If the DoJ’s recommendations are acted upon, the professional ethics and responsibility committees of state bars could do anything ranging from a wrist slap to a bitch slap: Sanctions, suspension or permanent disbarment.
Reportedly, Yoo, Bybee, Ashcroft, and Gonzales are cited for their part in writing or approving the so-called “torture memos’” under which the Bush White House justified using waterboarding, putting detainees in stress positions for prolonged periods of time, sleep depravation, subjecting prisoners to temperature extremes and other inhumane methods that violate US law and international treaties which were signed by the nation.
Goodling is criticized harshly for her role in politicizing the Justice Dept. by gauging job seekers on whether they were “loyal Bushies,” even for career positions which, by law, are non-political.
Yoo is currently a guest lecturer at Chapman University in Orange County, California, and is on leave from a teaching position at the UC-Berkeley law school which he once described as filled with “weird people who dress funny.”
Since May 2005, Ashcroft has run a Washington lobbying firm.
Gonzales is unemployed but rumoured to be in line for a job at the Bush presidential library at Southern Methodist University.
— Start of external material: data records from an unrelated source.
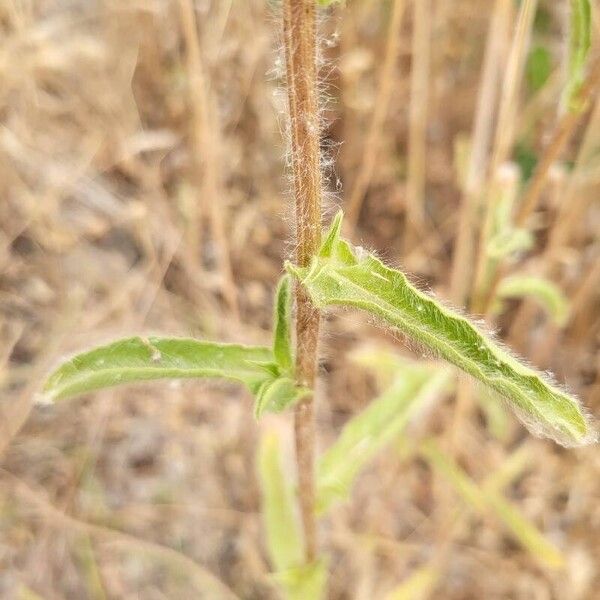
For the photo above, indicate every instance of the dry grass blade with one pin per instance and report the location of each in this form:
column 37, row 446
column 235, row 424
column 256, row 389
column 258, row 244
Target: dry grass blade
column 205, row 580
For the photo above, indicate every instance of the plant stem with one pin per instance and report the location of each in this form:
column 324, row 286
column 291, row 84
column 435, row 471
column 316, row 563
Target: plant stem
column 299, row 31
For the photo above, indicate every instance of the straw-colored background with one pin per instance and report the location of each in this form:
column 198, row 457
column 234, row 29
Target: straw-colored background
column 142, row 189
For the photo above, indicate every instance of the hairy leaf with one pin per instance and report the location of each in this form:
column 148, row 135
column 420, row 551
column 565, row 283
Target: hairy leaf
column 579, row 46
column 284, row 536
column 487, row 499
column 139, row 359
column 343, row 276
column 372, row 429
column 282, row 338
column 548, row 294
It cannot be determined what Goodling has been doing since being forced to leave her position at Justice, other than getting married.
The most problematic issue surrounds Bybee. As a Federal Appeals Court judge, he can be removed only if impeached by the House and tried by the Senate. Although a number of federal judges have been impeached over the years, typically it has been for graft or corruption; none was involved in bar association disciplinary proceedings prior to a guilty verdict in the Senate – especially for something as serious as approving torture.
Members of the Senate Judiciary Committee are said to be pushing for an early release of the report, the result of a lengthy investigation.